The appeal is dismissed.

Reasons

The grounds of appeal are examined.

1. A person who intends to engage in food service business under Article 36 (1) 3 of the Food Sanitation Act shall be equipped with facilities meeting the facility standards prescribed by Ordinance of the Prime Minister, and the detailed types and scope of food service business under paragraph (2) of the same Article shall be prescribed by Presidential Decree;

According to delegation, Article 21 Subparag. 8(d) of the Enforcement Decree of the Food Sanitation Act provides that entertainment bar business among food service businesses mainly prepares and sells alcoholic beverages is a business where workers engaged in entertainment may be employed, or entertainment facilities may be installed, and customers may sing or dance. Article 22(2) provides that “entertainment facilities” refers to dance halls installed to enable workers engaged in entertainment or customers to dance.

Meanwhile, Article 36 of the Enforcement Rule of the Food Sanitation Act and Article 14 of the attached Table stipulate the facility standards for food service business under Article 36 of the Food Sanitation Act.
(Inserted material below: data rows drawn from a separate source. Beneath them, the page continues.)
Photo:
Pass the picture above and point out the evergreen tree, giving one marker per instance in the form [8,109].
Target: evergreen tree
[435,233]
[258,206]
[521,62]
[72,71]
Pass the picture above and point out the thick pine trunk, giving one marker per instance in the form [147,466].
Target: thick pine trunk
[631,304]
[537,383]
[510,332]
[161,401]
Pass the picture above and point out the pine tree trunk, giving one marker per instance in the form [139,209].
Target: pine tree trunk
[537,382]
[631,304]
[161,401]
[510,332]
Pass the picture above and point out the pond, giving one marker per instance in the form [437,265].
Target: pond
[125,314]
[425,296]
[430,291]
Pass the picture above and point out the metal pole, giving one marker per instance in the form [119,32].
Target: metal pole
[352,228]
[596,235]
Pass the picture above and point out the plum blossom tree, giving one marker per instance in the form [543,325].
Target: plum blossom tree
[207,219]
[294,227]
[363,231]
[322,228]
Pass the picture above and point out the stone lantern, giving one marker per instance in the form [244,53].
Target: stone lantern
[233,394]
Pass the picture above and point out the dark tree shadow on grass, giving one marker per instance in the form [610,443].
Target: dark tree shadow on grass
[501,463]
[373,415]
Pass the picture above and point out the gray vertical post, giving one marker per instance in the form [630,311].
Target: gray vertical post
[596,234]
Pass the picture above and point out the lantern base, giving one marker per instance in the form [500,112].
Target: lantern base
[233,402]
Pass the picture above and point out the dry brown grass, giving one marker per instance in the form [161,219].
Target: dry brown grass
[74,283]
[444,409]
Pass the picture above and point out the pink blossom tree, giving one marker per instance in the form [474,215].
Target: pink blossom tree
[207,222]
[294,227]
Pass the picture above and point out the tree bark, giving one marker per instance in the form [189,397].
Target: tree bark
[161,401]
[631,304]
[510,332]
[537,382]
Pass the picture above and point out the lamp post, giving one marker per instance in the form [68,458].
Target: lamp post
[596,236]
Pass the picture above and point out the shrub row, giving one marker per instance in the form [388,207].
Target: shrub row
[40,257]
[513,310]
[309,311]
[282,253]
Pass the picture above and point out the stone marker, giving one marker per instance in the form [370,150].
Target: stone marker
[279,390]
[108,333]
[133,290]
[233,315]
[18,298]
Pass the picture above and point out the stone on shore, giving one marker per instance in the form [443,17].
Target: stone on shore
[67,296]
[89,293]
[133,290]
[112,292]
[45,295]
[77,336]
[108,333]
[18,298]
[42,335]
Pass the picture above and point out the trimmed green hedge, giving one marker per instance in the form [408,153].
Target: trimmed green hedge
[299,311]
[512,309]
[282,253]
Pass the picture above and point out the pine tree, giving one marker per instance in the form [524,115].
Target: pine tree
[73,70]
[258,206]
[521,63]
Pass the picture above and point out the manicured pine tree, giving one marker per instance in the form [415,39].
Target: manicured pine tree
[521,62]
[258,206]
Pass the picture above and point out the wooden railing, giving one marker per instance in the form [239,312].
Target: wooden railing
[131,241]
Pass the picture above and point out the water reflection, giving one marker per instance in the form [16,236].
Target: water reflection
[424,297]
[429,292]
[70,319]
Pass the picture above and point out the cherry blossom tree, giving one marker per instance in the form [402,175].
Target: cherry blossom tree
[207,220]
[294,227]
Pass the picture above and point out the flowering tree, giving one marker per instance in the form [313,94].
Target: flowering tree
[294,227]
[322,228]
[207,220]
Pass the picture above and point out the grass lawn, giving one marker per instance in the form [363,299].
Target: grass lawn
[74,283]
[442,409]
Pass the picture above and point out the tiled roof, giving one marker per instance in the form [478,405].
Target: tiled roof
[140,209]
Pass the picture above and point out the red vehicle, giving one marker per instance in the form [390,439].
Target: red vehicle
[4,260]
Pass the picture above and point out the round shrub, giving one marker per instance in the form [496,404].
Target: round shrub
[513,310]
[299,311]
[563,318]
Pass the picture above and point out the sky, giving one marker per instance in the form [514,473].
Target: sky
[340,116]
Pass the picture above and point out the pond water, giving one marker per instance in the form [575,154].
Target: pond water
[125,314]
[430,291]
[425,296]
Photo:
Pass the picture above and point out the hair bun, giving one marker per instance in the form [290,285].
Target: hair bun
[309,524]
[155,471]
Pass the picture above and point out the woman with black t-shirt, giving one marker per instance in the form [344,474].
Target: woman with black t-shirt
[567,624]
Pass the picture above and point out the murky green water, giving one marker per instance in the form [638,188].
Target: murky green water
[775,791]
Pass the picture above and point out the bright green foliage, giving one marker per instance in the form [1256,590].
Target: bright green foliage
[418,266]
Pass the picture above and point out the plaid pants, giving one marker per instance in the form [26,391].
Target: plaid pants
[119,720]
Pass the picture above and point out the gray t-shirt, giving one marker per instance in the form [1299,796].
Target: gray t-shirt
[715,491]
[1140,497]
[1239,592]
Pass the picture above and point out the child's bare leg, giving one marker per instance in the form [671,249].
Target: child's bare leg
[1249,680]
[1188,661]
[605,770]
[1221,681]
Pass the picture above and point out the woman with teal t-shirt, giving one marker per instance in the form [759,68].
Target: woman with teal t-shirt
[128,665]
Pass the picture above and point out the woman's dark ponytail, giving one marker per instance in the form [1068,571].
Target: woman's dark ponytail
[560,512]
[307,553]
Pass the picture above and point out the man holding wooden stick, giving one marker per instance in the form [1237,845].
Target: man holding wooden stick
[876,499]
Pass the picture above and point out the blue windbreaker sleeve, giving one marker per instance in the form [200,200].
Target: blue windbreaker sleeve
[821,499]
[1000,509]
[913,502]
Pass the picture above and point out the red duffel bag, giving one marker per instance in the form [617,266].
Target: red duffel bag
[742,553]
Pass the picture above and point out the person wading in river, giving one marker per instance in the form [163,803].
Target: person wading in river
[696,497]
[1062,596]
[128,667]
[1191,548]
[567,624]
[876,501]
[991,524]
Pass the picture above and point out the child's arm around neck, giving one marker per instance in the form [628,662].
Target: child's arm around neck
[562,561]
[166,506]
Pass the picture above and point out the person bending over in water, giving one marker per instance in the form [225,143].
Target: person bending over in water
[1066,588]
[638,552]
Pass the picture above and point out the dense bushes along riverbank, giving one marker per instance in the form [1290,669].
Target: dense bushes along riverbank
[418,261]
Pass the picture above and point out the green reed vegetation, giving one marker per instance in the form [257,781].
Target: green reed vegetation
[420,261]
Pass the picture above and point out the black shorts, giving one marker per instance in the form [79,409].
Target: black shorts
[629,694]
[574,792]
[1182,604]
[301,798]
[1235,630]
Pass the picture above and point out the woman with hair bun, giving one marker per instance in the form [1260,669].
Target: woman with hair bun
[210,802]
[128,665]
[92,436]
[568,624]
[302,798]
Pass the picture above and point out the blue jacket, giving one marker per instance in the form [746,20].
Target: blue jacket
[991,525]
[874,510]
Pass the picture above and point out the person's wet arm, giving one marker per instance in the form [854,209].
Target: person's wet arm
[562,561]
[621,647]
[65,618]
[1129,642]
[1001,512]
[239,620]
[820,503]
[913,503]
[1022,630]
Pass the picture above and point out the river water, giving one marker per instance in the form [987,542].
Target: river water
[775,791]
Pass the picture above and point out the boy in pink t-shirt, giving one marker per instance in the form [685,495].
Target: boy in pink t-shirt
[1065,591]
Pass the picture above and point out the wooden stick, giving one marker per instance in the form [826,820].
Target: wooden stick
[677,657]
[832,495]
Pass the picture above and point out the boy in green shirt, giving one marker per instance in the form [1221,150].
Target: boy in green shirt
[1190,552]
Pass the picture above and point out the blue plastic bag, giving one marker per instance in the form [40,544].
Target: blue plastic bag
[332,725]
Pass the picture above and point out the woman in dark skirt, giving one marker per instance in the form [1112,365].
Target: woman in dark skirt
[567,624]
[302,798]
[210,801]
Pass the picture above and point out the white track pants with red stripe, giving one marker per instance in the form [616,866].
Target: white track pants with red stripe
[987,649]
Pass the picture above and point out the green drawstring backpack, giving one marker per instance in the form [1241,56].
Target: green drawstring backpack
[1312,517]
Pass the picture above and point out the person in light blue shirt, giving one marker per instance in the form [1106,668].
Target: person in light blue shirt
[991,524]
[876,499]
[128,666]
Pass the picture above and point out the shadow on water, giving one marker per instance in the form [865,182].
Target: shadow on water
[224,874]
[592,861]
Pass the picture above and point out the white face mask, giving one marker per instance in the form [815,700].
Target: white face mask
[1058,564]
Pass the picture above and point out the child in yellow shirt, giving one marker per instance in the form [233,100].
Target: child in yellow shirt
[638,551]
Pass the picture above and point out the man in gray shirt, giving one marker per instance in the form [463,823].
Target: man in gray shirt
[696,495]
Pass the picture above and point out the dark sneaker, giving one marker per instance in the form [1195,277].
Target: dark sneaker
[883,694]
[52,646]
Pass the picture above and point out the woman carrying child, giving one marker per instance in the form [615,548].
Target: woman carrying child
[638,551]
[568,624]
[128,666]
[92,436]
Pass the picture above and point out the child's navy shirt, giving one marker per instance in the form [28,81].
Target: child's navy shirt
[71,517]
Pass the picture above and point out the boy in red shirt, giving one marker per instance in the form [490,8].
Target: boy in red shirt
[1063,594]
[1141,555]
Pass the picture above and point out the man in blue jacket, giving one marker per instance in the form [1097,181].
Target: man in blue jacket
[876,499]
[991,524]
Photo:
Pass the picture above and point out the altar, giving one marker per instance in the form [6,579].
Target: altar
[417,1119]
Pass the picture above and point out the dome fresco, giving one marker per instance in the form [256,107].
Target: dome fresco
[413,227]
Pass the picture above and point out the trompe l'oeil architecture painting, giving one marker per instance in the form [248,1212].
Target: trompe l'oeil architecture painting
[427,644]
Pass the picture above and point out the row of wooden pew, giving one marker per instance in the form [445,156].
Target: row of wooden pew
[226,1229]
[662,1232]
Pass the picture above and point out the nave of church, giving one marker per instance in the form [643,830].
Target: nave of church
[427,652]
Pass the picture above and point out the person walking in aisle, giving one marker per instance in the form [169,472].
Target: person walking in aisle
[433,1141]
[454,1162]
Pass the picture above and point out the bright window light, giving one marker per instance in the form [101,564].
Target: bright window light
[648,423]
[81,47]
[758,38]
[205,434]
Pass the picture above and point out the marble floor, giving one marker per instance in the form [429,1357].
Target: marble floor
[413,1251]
According to this, the place of business of food service business must be separated, subdivided, or separated from the facilities used for purposes other than the business license or the business report of food service business.

Therefore, entertainment taverns equipped with entertainment facilities under the Food Sanitation Act refers to a place where a dance hall is installed so that they can dance mainly at a place where alcoholic beverages are cooked and sold.

The place of installation is not limited to indoors, and installed outside of rooms are included in entertainment taverns.

2. The summary of the facts charged in this case is as follows.

From the summer in 2009 to August 2, 2014, the Defendant installed a swimming pool of 1, table 30, stage 30, lighting facilities, and sound equipment without obtaining permission from the competent authorities. The Defendant employed a professional DNA (DJ) to make music up for music, and made visits from KRW 20,000 to KRW 50,000.